To further identify the antigen specificity of clonotypes in memory subsets, we used GLIPH2 to cluster clonotypes potentially targeting same antigens. A stringent cutoff was used to avoid potential mistakes when performed GLIPH2. In GLIPH2, a clonotype can be grouped in over one cluster. For top1000 abundant clonotypes, 1095 clusters were exhibited in Tn, 176 exhibited in Tscm, and 71 exhibited in Tm. For public clonotypes within top1000 clonotypes, we defined 541 clusters in Tn, 117 in Tscm, 67 in Tm (Tables S2  and S3 ).

Since Tscm potentially play roles in infections and autoimmune diseases, we evaluated the pathogen and autoreactive clonotypes in Tscm and Tm, respectively. The clonotypes were annotated by a database including 1,885 pathogen-related clonotypes from VDJdb (Bagaev et al., 2020) , 1,409 autoreactive clonotypes (Gomez-Tourino et al., 2017) . Our results showed that autoreactive, private clonotypes could be found in Tscm of 11 subjects, and in Tm of 3 subjects; autoreactive, public clonotypes were shown in Tscm of 16 subjects, and in Tm of 16 subjects. The number of autoreactive clonotypes were similar in Tscm and Tm, however, there were more autoreactive public clonotypes than autoreactive private clonotypes in each sample (Fig. 6A) . Considering clonotypes' frequency in each subject, we showed that GAD-related clonotypes within Tscm became more frequent in T1D than in HD. In contrast, the frequency of GAD-related clonotypes in Tm was similar in T1D and HD (Fig. 6B) . Meanwhile, we showed more pathogen-related public clonotypes than pathogen-related private clonotypes for Tscm and Tm (Fig. 6C) . However, we did not find that pathogen-related clonotypes of either Tscm or Tm were more frequent in T1D (Fig. 6D) . In conclusion, self-reactivated clonotypes expanded in Tscm of T1D patients.
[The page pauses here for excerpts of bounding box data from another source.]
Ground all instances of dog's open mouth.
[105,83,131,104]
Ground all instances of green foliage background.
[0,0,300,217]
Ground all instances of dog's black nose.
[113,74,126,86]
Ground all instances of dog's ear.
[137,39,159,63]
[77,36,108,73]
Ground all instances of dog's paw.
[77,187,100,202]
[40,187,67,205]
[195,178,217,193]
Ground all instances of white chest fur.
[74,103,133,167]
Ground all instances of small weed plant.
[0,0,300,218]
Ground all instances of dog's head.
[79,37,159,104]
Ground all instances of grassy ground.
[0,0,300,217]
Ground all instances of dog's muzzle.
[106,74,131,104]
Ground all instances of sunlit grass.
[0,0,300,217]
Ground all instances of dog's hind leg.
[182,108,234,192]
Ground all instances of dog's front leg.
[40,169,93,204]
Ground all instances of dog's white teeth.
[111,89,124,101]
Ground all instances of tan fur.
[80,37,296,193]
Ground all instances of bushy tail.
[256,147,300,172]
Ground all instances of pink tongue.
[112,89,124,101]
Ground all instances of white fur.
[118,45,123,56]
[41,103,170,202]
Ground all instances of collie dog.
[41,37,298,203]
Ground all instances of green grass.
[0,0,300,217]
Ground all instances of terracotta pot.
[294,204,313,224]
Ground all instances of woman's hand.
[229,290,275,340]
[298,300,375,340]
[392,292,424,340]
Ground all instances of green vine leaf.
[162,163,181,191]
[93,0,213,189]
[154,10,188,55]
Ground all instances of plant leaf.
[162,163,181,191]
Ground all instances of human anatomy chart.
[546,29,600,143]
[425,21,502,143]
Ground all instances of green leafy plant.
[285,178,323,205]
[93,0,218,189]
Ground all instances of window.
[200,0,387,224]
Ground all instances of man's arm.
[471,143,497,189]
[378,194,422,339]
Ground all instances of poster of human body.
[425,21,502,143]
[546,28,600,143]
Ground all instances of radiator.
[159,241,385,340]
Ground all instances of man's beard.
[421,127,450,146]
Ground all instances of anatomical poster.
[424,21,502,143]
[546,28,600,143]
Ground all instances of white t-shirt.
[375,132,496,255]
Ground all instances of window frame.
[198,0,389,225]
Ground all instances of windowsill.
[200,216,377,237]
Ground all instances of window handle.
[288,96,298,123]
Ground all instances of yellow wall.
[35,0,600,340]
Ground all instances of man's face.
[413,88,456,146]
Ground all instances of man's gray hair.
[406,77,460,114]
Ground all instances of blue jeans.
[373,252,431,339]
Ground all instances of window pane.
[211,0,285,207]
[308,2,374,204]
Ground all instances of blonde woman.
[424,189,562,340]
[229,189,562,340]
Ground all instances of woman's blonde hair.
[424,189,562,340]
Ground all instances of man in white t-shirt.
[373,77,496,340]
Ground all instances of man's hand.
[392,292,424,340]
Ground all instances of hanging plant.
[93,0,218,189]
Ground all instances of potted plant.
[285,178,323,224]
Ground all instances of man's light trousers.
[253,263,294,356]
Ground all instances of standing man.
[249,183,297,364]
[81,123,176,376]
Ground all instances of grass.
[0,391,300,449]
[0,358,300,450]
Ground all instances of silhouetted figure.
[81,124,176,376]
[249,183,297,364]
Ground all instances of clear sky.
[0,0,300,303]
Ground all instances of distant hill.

Heterogeneous phenotypic and functions make it controversial to conclude that Tscm represent a stable subset (Cieri et al., 2015; Sallusto & Lanzavecchia, 2009) . Studies in HSCT and on estimating Tscm turn-over rate indicated that Tscm were maintained by dynamic-influx from naïve. However, which clonotypes are selectively expanded during the differentiation from naïve is still unclear. Meanwhile, the dynamic of Tcm and Tem were also tracked in mice model, and about half of Tcm and Tem were long-lived and self-renewed, and the other part can be supplied by differentiation from naïve directly (Gossel et al., 2017) . Thus, a question is raised whether the TCR repertoire of Tscm and other memory subsets are similar. In this study, we analyzed TRB repertoire data of Tscm from a previous study. Tscm presented different features of TRB clonotype compared with other memory subsets. These features included TRB repertoire structure, gene usage, CDR3 length, and sequence composition. In previous studies, top1000 clonotypes were different from those of naïve, which was considering as a result of antigen-driven selection.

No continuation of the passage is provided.